Connection & Credentials
This component requires configuring a credential in the Nappai panel before interacting with the external service:
- Go to the Credentials section in your Nappai panel.
- Create a new credential of the type Modal API and fill in your Modal Token ID and Modal Token Secret. You can generate these tokens in the official Modal Settings portal.
- In your workflow, select the saved credential in the Credential input field of this node.
Inputs
Input Fields
The following fields are available to configure this component. Each field may be visible in different operations:
- Environment Configuration: A set of parameters that define how the sandbox should behave, such as memory limits, execution time, and security rules. Leave blank or use the default values to let the system apply safe, standard settings.
- Context Data: A collection of variables or session information that the sandbox needs to understand the current state of your automation. This is typically empty by default and is automatically populated by the system based on your workflow’s previous steps.
Outputs
This component returns a structured result containing the status of your automation, any relevant logs, and the final processed data. You can use this output to feed into subsequent components, trigger follow-up actions, or log the result for auditing.
Output Data Example (JSON)json
{ “status”: “success”, “execution_logs”: “Script executed successfully in isolated environment.”, “data”: { “result”: “Automation completed”, “processed_items”: 42 }, “error”: null }
Connectivity
In a typical workflow, this component acts as a bridge between data preparation or code execution nodes and downstream processing steps. You would usually connect it to the outputs of a script editor, data transformer, or trigger component that provides the configuration and context. After execution, its output connects to components that handle the results, such as data savers, notification senders, or conditional routing nodes. This flow ensures that automation steps are executed safely before impacting downstream tasks.
Tips and Best Practices
- Keep your Context Data lean to improve execution speed and reduce memory usage.

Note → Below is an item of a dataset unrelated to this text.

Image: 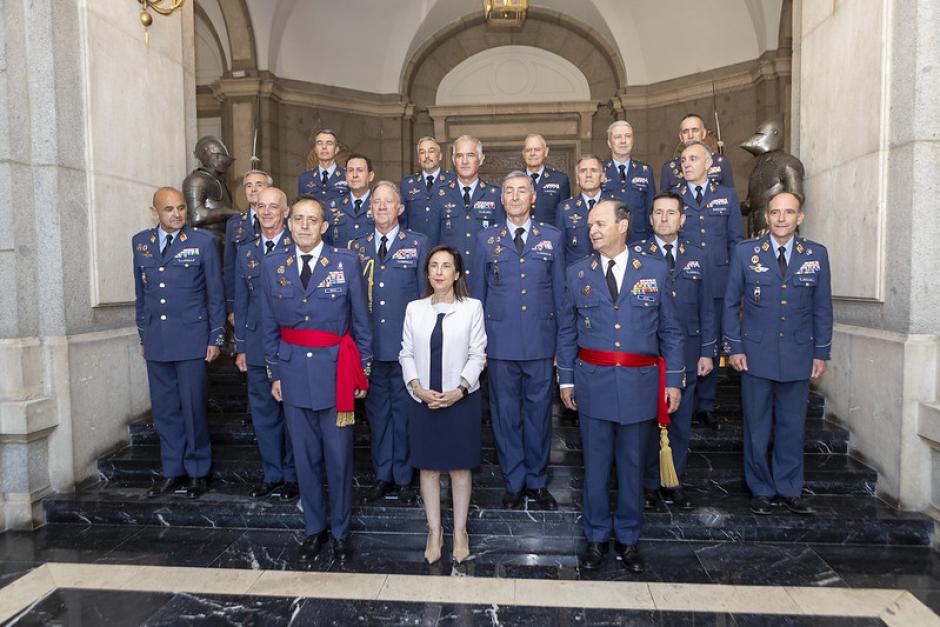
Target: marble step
[98,446,877,498]
[43,484,933,554]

- Rely on the default Environment Configuration unless you have a specific need for custom memory or time limits.
- Always check the
statusfield in the output to handle errors gracefully in subsequent steps. - Use this component for data processing, AI agent calls, or any task that requires a secure, isolated execution environment.
Security Considerations
- Isolated Execution: All code runs in a completely separate environment, preventing accidental interference with your core systems or data.
- Credential Management: Never share or hardcode API tokens. Always use the Nappai credential manager to securely store and inject your Modal API keys.
- Resource Limits: The sandbox automatically enforces memory and time limits to prevent runaway processes. Avoid sending extremely large datasets to keep executions fast and reliable.
- Audit Logging: Every execution is logged internally. Review logs through the component output if you need to troubleshoot unexpected behavior.